Attendees will be on mute but can ask questions through various methods on Zoom, such as the chat feature. If there is a specific question to a specific project you may be working on, the instructor can answer those questions after the session has ended or by email. Class handouts will be distributed through e-mail.
We encourage you to use the video feature when you join the Zoom class! It will help us feel connected and engaged as a class, even though we aren’t all in one place. To use the video feature, you will need a webcam.
Q: Do I have to live in North Texas to take the online classes?
A: No! Have you always wanted to take a photography class with your friend or family member but you aren’t in the same location? This is the perfect opportunity to learn a new skill with a buddy near or far.
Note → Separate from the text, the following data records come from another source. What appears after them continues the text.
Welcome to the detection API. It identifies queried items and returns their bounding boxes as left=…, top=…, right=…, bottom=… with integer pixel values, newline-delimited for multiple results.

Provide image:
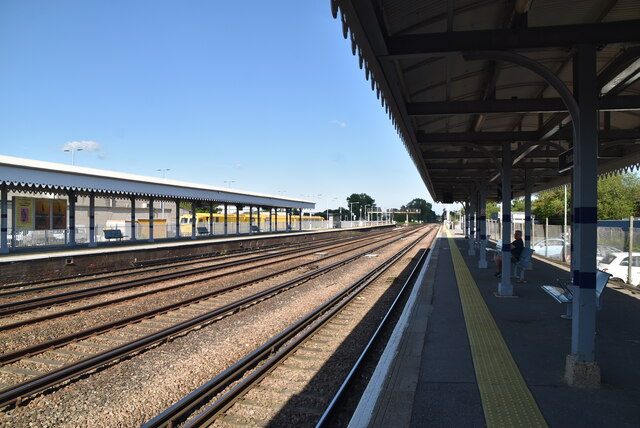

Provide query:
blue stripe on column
left=573, top=270, right=596, bottom=289
left=573, top=207, right=598, bottom=224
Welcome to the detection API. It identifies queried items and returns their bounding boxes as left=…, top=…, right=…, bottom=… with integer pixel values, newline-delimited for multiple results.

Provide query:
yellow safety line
left=447, top=230, right=547, bottom=428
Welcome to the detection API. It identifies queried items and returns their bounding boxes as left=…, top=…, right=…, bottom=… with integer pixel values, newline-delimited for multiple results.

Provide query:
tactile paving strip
left=447, top=231, right=547, bottom=427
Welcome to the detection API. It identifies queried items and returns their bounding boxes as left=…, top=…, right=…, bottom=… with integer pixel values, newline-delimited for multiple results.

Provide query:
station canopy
left=331, top=0, right=640, bottom=203
left=0, top=156, right=315, bottom=209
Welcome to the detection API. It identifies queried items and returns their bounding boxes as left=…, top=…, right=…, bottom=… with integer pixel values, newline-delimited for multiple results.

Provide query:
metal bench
left=512, top=247, right=533, bottom=282
left=103, top=229, right=124, bottom=240
left=540, top=270, right=611, bottom=320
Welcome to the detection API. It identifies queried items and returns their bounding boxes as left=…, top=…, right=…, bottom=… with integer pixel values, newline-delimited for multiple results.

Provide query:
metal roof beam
left=385, top=19, right=640, bottom=56
left=416, top=131, right=540, bottom=143
left=422, top=149, right=564, bottom=161
left=406, top=95, right=640, bottom=116
left=416, top=127, right=640, bottom=147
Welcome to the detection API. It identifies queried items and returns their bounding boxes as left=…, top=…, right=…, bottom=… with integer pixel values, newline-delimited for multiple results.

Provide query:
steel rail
left=143, top=226, right=429, bottom=428
left=0, top=227, right=424, bottom=407
left=0, top=227, right=416, bottom=365
left=0, top=231, right=402, bottom=332
left=316, top=248, right=431, bottom=428
left=0, top=229, right=392, bottom=316
left=0, top=231, right=370, bottom=297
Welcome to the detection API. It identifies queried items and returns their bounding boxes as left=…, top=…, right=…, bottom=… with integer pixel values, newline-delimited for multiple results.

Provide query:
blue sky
left=0, top=0, right=442, bottom=213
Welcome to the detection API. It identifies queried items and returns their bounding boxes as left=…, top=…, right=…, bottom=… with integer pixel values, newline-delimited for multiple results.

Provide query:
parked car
left=598, top=251, right=640, bottom=286
left=596, top=245, right=622, bottom=263
left=531, top=238, right=571, bottom=260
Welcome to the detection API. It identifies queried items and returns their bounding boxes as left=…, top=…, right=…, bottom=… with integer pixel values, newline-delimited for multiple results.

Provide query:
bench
left=512, top=247, right=533, bottom=282
left=103, top=229, right=124, bottom=240
left=540, top=270, right=611, bottom=320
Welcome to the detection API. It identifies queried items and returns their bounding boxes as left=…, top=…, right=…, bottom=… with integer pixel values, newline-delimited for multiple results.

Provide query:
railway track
left=0, top=231, right=391, bottom=296
left=0, top=226, right=430, bottom=406
left=144, top=226, right=438, bottom=428
left=0, top=229, right=400, bottom=332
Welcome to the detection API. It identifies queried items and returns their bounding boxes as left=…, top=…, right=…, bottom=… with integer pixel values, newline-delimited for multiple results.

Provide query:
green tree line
left=500, top=173, right=640, bottom=224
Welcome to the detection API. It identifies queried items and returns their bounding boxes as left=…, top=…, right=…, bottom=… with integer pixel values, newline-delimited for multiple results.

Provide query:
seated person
left=493, top=230, right=524, bottom=277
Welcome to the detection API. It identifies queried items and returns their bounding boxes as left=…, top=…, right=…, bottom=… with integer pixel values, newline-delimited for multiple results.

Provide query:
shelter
left=331, top=0, right=640, bottom=383
left=0, top=156, right=315, bottom=253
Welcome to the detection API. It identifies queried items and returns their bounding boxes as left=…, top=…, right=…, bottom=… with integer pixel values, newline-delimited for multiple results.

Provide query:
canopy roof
left=331, top=0, right=640, bottom=202
left=0, top=156, right=315, bottom=208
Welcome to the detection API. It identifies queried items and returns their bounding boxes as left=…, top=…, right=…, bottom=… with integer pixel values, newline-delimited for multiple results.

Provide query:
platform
left=350, top=226, right=640, bottom=427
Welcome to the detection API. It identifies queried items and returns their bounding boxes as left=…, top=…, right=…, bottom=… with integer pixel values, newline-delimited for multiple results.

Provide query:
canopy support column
left=209, top=202, right=213, bottom=236
left=249, top=205, right=253, bottom=235
left=89, top=192, right=97, bottom=247
left=129, top=196, right=136, bottom=241
left=565, top=45, right=600, bottom=387
left=478, top=181, right=488, bottom=269
left=498, top=143, right=514, bottom=297
left=224, top=204, right=229, bottom=236
left=269, top=208, right=273, bottom=232
left=236, top=205, right=240, bottom=235
left=149, top=198, right=155, bottom=242
left=0, top=184, right=7, bottom=254
left=468, top=196, right=477, bottom=256
left=524, top=168, right=533, bottom=248
left=67, top=190, right=76, bottom=246
left=176, top=199, right=180, bottom=238
left=191, top=202, right=198, bottom=239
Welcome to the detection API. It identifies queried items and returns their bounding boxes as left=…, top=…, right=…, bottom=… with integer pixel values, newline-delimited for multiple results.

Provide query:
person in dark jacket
left=493, top=230, right=524, bottom=277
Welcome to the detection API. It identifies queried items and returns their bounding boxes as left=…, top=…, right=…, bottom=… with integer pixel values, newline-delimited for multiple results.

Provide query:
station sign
left=558, top=147, right=573, bottom=173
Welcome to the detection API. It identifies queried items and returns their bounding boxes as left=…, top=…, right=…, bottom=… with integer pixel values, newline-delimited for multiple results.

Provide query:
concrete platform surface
left=350, top=231, right=640, bottom=427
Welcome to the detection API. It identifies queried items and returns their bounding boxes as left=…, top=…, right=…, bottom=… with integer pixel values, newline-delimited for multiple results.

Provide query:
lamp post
left=64, top=148, right=82, bottom=165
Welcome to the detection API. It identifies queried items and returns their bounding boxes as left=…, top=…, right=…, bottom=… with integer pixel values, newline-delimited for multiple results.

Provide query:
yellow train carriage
left=180, top=212, right=324, bottom=234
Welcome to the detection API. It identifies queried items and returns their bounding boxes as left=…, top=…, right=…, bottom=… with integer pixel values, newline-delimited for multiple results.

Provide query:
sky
left=0, top=0, right=443, bottom=214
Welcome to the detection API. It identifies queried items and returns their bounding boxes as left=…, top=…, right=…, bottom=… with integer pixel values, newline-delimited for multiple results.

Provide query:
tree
left=531, top=174, right=640, bottom=224
left=598, top=174, right=640, bottom=220
left=531, top=188, right=571, bottom=224
left=347, top=193, right=376, bottom=219
left=394, top=198, right=438, bottom=223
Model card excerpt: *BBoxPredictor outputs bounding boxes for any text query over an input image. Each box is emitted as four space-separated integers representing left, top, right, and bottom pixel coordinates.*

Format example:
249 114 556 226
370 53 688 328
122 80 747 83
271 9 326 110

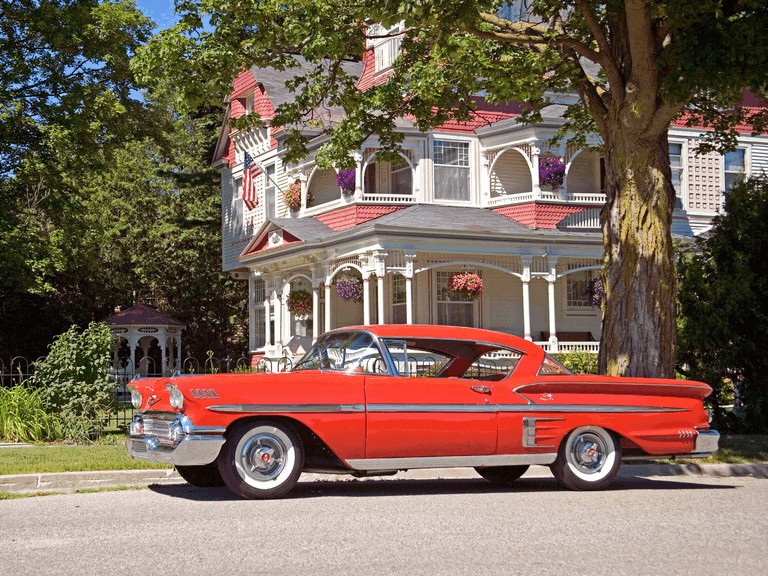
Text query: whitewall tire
551 426 621 490
218 421 304 499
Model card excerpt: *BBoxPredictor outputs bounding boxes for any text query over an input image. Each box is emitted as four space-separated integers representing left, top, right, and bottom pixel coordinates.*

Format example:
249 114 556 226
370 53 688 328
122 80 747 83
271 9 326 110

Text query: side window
433 140 470 202
463 350 522 380
723 148 747 192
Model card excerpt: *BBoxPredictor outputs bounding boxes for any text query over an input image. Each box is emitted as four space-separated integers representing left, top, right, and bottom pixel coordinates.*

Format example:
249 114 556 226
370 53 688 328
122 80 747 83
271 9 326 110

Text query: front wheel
475 466 528 484
551 426 621 490
219 421 304 500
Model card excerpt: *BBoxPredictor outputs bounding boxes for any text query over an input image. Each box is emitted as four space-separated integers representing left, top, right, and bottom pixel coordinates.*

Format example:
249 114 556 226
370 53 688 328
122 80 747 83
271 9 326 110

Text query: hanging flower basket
539 156 565 190
336 274 363 302
336 170 355 194
587 278 605 306
286 290 312 316
284 182 301 212
448 272 483 300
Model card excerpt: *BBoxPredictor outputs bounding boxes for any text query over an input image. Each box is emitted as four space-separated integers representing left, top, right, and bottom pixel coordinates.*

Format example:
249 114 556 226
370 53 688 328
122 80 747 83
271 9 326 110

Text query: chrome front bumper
125 413 224 466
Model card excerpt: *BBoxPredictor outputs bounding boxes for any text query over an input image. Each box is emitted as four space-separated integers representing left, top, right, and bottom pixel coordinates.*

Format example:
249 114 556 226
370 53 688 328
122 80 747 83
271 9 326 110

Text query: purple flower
539 156 565 190
336 170 355 194
336 274 363 302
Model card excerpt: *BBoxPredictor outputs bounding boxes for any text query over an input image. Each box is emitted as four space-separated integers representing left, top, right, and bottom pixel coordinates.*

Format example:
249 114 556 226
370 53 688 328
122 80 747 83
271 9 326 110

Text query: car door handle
470 386 491 394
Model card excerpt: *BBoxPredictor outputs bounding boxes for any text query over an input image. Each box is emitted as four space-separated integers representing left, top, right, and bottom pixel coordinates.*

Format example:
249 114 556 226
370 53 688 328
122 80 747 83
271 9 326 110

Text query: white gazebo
104 304 185 377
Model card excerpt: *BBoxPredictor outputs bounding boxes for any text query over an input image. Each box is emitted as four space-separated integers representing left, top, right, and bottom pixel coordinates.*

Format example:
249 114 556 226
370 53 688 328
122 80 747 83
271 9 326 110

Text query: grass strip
0 444 172 475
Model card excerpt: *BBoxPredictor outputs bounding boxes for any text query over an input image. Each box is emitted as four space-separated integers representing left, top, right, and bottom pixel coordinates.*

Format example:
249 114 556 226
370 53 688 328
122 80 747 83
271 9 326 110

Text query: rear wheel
176 462 224 488
219 421 304 499
551 426 621 490
475 466 528 484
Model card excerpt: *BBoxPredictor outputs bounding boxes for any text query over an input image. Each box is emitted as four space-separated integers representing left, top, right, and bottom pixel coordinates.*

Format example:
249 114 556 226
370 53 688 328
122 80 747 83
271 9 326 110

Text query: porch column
352 152 363 200
531 146 541 198
404 254 416 324
248 273 256 350
325 278 331 332
547 256 558 352
272 290 283 345
264 297 272 349
312 282 320 342
523 256 533 340
157 330 168 376
363 274 371 326
282 282 293 342
373 252 387 324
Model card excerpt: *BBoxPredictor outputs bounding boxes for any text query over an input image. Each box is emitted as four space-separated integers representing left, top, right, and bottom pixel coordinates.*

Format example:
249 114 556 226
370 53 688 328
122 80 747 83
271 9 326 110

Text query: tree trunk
599 129 676 378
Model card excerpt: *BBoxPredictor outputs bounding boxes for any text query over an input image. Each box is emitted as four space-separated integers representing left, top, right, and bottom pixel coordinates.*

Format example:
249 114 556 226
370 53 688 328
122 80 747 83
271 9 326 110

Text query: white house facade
214 53 768 359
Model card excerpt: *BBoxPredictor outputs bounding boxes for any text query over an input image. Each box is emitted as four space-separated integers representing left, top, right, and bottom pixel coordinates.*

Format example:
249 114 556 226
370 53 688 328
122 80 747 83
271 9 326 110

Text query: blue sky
136 0 176 30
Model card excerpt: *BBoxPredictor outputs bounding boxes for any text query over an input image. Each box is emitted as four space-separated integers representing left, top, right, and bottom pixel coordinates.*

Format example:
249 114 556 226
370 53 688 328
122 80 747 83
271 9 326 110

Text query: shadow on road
149 477 737 501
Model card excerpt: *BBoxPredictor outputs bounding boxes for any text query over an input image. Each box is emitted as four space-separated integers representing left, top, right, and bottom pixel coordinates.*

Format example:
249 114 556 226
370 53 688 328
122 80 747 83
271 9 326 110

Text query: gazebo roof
104 304 185 327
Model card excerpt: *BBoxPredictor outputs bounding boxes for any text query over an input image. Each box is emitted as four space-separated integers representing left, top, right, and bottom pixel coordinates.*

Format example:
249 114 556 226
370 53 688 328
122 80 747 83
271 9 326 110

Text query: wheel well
224 416 348 470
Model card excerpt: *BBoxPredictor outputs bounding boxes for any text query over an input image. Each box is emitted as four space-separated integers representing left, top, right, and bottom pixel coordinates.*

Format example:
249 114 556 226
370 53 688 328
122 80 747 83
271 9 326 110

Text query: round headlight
165 383 184 410
128 386 141 410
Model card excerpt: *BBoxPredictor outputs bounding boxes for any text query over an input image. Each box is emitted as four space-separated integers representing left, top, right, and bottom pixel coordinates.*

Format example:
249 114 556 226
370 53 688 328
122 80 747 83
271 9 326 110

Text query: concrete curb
0 464 768 494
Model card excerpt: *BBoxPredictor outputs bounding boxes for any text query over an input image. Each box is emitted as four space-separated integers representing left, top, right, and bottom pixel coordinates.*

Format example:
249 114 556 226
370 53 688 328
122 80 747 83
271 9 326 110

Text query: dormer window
369 23 403 73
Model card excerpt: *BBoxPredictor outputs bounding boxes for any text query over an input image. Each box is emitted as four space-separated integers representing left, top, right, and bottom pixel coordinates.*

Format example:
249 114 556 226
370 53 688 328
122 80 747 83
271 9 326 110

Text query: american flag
243 152 261 210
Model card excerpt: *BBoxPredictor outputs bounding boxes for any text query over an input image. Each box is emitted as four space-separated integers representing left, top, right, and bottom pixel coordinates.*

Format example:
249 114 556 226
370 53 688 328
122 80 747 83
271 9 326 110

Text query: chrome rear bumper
691 430 720 455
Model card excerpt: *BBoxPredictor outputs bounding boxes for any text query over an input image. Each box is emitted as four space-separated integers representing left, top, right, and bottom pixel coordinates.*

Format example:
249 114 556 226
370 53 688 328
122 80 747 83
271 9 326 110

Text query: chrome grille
143 412 177 442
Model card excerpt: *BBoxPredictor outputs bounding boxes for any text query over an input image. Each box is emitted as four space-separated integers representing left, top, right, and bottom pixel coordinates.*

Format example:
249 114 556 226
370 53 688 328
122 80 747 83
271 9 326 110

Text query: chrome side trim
205 404 365 414
368 404 687 414
523 416 565 448
347 452 557 470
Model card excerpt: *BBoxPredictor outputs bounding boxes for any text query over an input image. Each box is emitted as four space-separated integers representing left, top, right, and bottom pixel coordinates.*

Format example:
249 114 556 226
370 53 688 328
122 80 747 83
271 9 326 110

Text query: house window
669 143 683 209
253 278 267 348
565 270 596 310
390 160 413 195
435 270 477 326
432 140 469 202
264 164 275 218
375 37 401 72
392 274 407 324
723 148 747 192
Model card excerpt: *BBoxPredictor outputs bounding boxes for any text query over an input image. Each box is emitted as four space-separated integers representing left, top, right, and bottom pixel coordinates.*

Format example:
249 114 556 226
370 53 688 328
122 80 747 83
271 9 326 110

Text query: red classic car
127 325 719 498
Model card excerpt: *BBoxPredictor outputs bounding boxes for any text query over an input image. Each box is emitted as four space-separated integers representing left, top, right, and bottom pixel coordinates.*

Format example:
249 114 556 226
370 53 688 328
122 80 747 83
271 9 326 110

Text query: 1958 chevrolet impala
127 325 719 498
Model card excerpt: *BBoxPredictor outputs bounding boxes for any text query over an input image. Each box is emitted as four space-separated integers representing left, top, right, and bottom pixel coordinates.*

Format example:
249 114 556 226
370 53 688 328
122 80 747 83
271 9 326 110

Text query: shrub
0 383 62 442
552 352 597 374
34 323 115 440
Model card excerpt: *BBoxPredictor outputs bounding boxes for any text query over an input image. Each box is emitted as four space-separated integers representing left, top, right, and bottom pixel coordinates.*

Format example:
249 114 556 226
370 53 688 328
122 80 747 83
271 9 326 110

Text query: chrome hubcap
240 434 287 481
571 432 606 474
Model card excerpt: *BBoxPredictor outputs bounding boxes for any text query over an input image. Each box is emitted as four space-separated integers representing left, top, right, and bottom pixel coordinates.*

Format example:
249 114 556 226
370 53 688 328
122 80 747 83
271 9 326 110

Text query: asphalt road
0 477 768 576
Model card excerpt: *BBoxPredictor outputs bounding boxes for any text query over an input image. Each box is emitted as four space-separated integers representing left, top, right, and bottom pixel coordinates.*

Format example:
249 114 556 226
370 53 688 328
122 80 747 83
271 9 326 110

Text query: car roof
331 324 544 365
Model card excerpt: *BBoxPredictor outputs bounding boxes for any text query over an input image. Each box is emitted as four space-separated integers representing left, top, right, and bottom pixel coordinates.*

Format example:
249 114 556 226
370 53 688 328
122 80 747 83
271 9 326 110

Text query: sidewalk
0 463 768 494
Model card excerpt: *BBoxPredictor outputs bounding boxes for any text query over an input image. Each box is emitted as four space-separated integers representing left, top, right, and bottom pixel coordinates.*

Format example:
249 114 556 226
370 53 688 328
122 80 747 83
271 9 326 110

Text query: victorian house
214 31 768 366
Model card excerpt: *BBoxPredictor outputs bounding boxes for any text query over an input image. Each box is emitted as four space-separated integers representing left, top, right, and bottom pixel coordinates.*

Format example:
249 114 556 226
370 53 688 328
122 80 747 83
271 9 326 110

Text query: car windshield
292 332 387 374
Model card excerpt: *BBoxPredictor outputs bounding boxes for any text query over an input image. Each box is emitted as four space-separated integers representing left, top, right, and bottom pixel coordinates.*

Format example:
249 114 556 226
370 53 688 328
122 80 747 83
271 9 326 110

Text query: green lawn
0 444 170 475
0 434 768 475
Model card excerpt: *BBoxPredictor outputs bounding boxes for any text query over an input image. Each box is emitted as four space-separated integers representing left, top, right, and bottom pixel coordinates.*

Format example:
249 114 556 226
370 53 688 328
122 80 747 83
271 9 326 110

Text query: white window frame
669 140 688 210
722 146 749 194
430 137 474 206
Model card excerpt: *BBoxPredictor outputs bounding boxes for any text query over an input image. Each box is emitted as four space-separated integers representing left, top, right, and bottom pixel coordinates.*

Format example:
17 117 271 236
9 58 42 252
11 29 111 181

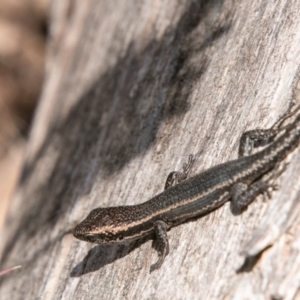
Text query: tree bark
0 0 300 299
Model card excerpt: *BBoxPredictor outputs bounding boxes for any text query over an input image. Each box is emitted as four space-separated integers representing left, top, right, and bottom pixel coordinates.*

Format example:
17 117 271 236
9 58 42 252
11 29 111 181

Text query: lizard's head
73 206 135 244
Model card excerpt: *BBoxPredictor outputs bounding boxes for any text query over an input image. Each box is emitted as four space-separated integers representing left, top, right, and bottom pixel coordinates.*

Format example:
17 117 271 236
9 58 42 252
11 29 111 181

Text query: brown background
0 0 300 299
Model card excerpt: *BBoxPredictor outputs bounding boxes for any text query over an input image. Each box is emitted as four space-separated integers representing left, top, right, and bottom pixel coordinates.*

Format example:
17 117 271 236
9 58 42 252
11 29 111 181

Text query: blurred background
0 0 49 231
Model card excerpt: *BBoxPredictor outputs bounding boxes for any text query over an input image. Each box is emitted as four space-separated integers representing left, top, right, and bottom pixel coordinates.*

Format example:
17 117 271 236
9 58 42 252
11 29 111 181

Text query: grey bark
0 0 300 299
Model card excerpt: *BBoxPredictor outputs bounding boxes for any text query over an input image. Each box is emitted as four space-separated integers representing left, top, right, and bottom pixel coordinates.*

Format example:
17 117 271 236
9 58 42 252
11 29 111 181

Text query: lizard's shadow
70 235 153 277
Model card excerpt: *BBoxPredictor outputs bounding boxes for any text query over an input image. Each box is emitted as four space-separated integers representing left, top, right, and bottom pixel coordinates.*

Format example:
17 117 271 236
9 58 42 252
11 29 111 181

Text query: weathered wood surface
0 0 300 299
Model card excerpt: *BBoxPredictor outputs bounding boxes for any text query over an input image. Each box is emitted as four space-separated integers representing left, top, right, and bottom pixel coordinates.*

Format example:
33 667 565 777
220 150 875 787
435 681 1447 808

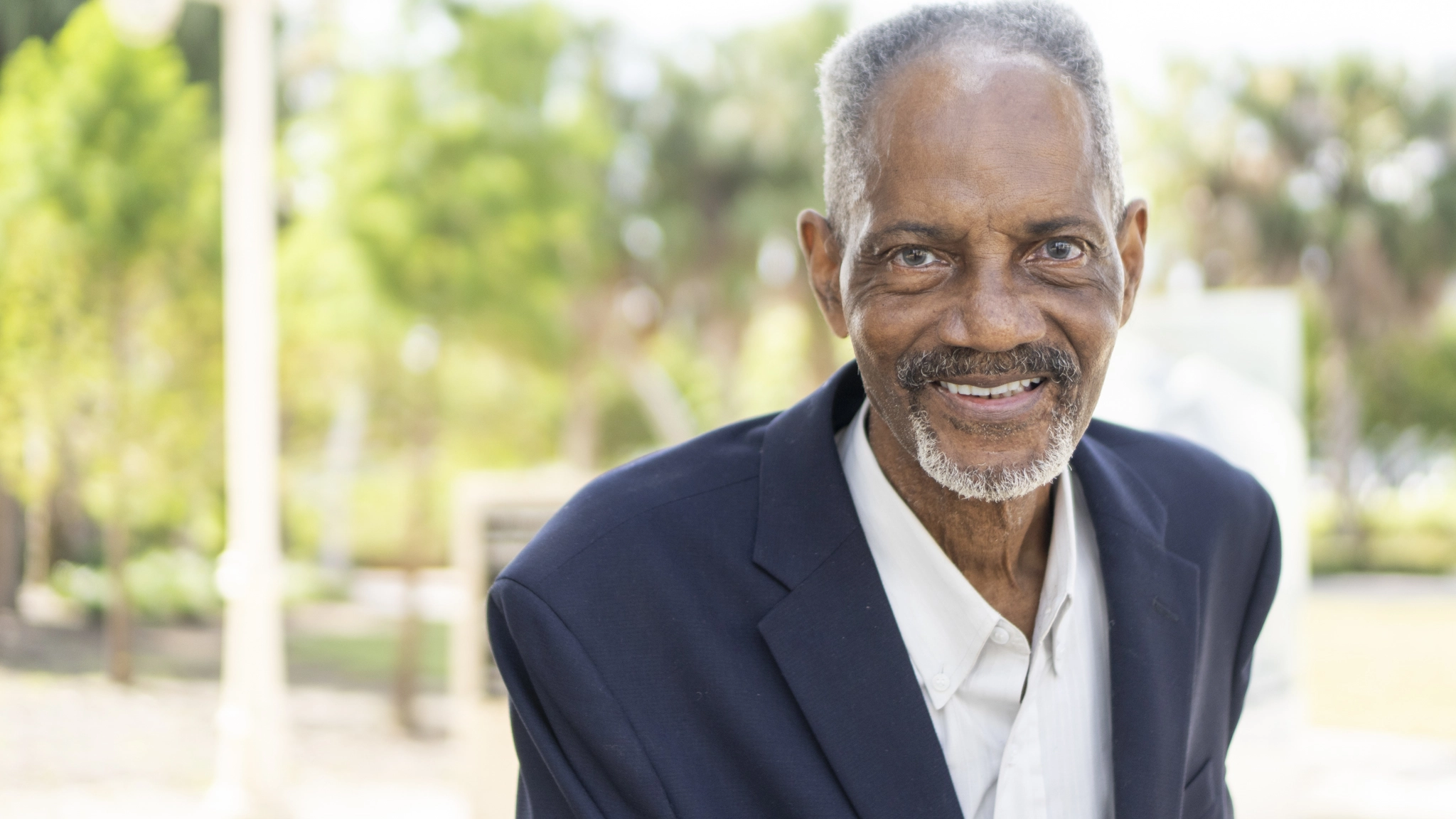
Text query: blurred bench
450 466 591 816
Q: How will I know if the class makes or not?
A: If the class doesn’t make and has to be canceled, you will receive an email no later than the day before the scheduled class date.
Q: What if I have to cancel an online class?
A: If you cancel 3-7 days ahead of the scheduled date of the class, you will receive 100% transfer credit toward another similar class within 3 months of the cancellation date. There is no refund or transfer credit for cancellations within 48 hours of start time of the class or workshop. Full details on cancellations are on our Policies page.
Peter is the director of Dallas Center for Photography and teaches several of the classes and workshops. In over 30 years of shooting assignments for national magazines and corporate/stock photography he’s learned a few things and likes to pass it on. His favorite student review is “You remember what it’s like to not know”.
He also works one-on-one with clients to further particular shootings skills, organize their photos with Lightroom or work on projects like books and exhibitions. He still shoots occasional commercial jobs but is busy with personal book projects and running the expanding DCP.